For some reason, we’re always surprised at the consistency of the average answer from respondents. The average score reported by participants from around the world is about 65 percent. We have never visited a country where the score was below 50 percent.

Productive Engagement

How much do we learn when we talk about how great we are or listen to others do that? Nothing.

How much do we learn when we talk about how terrible someone is or listen to others do that? Nothing.

What percent of all interpersonal communication is wasted on this unproductive communication? The answer, even if our results are vaguely representative, is way too much.

We have a very simple suggestion. Reduce this number!

Teach your leaders a basic process. Before speaking, ask yourself four questions:

• Will this comment help our company?

• Will this comment help our customers?

• Will this comment help the people that I am talking about?

• Will this comment help the people that I am talking to?

While we both have Ph.D.s, you don’t really need a Ph.D. to know what to do. If all four answers are no, don’t say it!

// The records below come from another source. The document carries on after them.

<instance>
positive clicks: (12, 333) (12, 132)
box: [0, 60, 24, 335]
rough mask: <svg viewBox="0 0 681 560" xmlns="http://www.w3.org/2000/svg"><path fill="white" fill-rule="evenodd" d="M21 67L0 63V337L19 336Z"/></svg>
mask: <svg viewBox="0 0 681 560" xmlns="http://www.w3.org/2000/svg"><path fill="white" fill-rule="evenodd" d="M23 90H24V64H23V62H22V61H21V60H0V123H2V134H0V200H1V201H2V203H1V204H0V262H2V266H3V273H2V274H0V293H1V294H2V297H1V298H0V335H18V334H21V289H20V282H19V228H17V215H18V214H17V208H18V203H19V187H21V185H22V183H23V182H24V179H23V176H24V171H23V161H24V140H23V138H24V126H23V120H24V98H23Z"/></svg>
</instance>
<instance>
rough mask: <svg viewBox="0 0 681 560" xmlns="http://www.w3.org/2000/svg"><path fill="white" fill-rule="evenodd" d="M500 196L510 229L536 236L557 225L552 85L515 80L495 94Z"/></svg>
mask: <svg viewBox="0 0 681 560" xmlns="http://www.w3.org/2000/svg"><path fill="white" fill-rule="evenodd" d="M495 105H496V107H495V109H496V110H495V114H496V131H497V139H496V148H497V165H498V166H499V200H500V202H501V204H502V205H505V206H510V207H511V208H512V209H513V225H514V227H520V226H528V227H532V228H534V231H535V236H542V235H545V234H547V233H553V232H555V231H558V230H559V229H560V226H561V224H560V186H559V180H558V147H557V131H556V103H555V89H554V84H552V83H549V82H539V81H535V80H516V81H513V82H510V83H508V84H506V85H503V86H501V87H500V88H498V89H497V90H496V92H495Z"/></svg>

One of our great heroes is Alan Mulally, the former CEO of Ford and a Chief Executive CEO of the Year. When Alan went to Ford, he immediately embarked on building a more collaborative and positive culture. One of his great beliefs is, “Have fun—not at other people’s expense.”

A common belief is that changing a large corporate culture is an incredibly time-consuming process. Since the company was going bankrupt, Alan didn’t have an incredible amount of time.

He very quickly established a zero tolerance policy for destructive or inappropriate behavior. Part of this policy included the elimination of destructive comments.

It worked!

Model the Makeover

As a leader, start with yourself. Before speaking, ask yourself the four questions listed above. Lead by example. After starting with yourself, start carefully listening to and observing the behavior of people on your executive team. If you want your company to have a positive culture, assume that all of your employees are watching the executive team. Make sure that your team is leading by example. After that, start spreading the word, leader by leader, throughout the organization.

Peter Drucker taught us, “We spend a lot of time teaching leaders what to do. We do not spend enough time teaching leaders what to stop.”

We, with great help from Peter Drucker and Alan Mulally, have just given you a great place to get started in teaching leaders what to stop.